Not dissimilar from how poor methylation relates to cancer, it is global hypomethylation which leads to many aging processes. In addition, as with TH1/TH2 imbalances, it is the decreased methylation of CpG regions which also leads to many age related degenerative processes. Poor methylation also leads to higher levels of homocysteine and resultant increases in arthritis, heart disease, cancer, etc.
Many environmental toxins are conjugated to a methyl group prior to excretion. Poor methylation effects this process, but most importantly it leads to a decrease in the body’s glutathione levels. Glutathione is a highly sulfated protein which is the major endogenous antioxidant. It is also involved in: reduction reactions (e.g. maintaining the antioxidants Vit C and E in their active form), inflammatory control through production and control of leukotrienes, regulation of the nitric oxide cycle, detoxification of heavy metals and other foreign molecules,; immune processes such as antigen presentation modulation, cytokine production, lymphocyte proliferation, apoptosis regulation, and enhancement of cytotoxic T cells and NK cells; numerous metabolic/biochemical reactions such as DNA synthesis/repair, amino acid transport, enzyme activation, protein synthesis, and prostaglandin synthesis, etc.

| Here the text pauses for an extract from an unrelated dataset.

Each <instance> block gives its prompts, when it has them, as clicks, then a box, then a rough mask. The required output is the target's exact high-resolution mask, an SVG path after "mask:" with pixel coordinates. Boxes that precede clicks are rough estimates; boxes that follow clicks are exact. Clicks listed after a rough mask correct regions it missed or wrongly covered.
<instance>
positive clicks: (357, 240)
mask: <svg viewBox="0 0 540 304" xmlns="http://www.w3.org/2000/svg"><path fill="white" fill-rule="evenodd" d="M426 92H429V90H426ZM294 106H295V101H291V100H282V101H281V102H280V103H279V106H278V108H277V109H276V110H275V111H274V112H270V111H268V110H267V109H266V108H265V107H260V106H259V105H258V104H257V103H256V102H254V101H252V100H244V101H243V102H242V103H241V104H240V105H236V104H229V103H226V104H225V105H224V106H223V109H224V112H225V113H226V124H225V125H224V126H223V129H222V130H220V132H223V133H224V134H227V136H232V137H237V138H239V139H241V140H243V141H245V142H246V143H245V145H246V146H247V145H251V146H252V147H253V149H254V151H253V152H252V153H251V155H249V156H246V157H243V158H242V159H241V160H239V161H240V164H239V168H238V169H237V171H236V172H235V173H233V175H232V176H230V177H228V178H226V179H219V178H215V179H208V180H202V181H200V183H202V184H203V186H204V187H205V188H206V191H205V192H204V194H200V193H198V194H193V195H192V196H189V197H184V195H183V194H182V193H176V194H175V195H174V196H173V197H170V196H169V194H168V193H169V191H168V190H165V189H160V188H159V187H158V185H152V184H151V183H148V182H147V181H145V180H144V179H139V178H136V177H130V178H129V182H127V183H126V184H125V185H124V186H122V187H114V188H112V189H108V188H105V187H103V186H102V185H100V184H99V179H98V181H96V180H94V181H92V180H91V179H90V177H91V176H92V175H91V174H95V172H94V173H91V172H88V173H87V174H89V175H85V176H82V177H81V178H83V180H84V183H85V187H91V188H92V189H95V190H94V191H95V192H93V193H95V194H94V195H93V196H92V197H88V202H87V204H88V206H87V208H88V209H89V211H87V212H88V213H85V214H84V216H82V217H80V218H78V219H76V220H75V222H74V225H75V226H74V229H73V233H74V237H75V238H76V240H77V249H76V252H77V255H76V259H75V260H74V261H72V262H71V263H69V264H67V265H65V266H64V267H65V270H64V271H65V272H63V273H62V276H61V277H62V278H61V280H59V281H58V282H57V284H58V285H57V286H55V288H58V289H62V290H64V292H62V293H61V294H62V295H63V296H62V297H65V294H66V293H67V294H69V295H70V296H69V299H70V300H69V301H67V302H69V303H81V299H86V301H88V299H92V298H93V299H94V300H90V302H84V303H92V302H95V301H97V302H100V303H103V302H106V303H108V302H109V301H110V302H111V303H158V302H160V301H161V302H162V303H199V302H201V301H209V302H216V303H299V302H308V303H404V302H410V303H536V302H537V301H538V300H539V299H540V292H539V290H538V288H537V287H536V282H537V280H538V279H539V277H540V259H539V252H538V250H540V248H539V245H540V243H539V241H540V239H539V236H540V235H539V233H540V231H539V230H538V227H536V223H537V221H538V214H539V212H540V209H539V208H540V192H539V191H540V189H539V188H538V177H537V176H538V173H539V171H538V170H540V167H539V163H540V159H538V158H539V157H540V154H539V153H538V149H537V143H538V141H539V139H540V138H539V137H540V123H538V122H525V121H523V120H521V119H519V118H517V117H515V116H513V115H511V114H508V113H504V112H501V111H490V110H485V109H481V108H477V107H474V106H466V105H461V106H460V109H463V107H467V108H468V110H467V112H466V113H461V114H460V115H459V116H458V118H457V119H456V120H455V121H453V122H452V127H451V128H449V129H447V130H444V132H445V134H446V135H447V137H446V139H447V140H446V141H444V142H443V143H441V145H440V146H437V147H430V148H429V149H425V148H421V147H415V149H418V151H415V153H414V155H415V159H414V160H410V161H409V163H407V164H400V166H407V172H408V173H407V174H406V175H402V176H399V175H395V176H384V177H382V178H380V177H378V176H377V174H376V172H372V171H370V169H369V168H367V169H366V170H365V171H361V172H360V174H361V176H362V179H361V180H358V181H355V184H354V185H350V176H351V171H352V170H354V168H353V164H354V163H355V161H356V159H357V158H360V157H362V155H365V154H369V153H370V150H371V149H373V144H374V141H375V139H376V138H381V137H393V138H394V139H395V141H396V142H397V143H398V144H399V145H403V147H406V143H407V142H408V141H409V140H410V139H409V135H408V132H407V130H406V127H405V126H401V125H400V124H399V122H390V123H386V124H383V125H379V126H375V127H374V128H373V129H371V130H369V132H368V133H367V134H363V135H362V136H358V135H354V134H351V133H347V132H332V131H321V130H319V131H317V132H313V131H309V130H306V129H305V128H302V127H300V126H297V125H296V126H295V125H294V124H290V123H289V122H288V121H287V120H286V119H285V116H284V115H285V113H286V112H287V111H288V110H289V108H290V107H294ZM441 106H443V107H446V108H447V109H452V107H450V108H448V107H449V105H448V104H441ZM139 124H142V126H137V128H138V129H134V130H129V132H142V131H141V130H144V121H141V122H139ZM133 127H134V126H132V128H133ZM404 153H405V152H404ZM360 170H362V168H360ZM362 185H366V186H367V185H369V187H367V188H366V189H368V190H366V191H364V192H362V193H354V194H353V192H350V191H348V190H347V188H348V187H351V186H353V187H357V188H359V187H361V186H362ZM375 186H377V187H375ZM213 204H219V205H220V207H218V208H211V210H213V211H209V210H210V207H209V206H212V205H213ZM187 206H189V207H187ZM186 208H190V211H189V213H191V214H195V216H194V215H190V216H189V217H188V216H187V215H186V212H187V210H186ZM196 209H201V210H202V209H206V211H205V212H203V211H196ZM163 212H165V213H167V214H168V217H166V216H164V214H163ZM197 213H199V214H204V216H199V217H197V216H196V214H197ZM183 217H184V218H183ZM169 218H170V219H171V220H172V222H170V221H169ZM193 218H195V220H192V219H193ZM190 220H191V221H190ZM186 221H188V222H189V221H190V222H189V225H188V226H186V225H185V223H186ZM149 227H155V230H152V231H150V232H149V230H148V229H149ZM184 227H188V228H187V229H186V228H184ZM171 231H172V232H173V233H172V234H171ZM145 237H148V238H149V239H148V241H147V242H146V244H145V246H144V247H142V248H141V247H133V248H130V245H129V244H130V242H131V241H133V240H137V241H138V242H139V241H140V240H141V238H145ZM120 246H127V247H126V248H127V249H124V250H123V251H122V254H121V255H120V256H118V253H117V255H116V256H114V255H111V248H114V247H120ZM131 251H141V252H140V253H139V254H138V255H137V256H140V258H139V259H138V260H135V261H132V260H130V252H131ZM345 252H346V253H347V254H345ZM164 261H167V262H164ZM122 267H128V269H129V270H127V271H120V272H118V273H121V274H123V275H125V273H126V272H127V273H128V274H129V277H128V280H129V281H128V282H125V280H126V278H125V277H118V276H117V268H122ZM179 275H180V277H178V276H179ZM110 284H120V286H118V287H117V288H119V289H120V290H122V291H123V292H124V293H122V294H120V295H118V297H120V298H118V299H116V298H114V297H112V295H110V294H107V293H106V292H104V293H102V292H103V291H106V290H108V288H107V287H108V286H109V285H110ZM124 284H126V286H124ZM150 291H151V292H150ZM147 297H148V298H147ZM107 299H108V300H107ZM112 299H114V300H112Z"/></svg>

It is becoming more and more evident that methylation is one of the key forces behind the burgeoning science of epigenetics. This branch of science studies the manner in which our environment affects how our genes are expressed. Methylation is key in turning on genes which lead to good health, and also in turning off genes which lead to poor health.
Poor methylation, secondary to folate and B12 deficiency (or poor bioavailability) can result in neural tube defects, Down’s Syndrome, and other birth defects. Moving forward, it is clear that obstetricians should be assessing their patients with regards to methylation. Not just for the mother’s health, but that of the baby. They also gain predictive information regarding the child’s risk to vaccinations.
Nutrigenomics is the study of nutrients on gene expression. Ongoing research focuses on identifying and utilizing the molecular-level interaction between nutrients and the individual’s genome. Nutrigenomics has alternatively been described by the influence of genetic variation on nutrients; the flip side of the coin. It does this by correlating gene abnormalities (or SNPs) with a nutrient’s absorption, metabolism, elimination or biological effects. By doing so, nutrigenomics aims to develop a way to optimize nutrition with respect to an individual’s genotype. Using pharmaceutical grade supplements (called nutraceuticals), when indicated, can often unfreeze biochemical reactions and not only restore but enhance optimal health.
Currently, we are using a Q-tip cell collection (cheek swab) or blood spot test to collect DNA. These tests can help to identify certain genetic predispositions which may lead to impaired methylation, transsulfuration, oxidative stress, cholesterol metabolism, estrogen metabolism, and neurotransmitter processing. While by no means definitive, in an individual with a complex conditions (such as Autism, refractory mood problems, autoimmune conditions, and/or chronic disease), the information provided can guide our decisions to support the pathway using select nutraceuticals. As this field evolves, even more comprehensive and predictive tools will become available.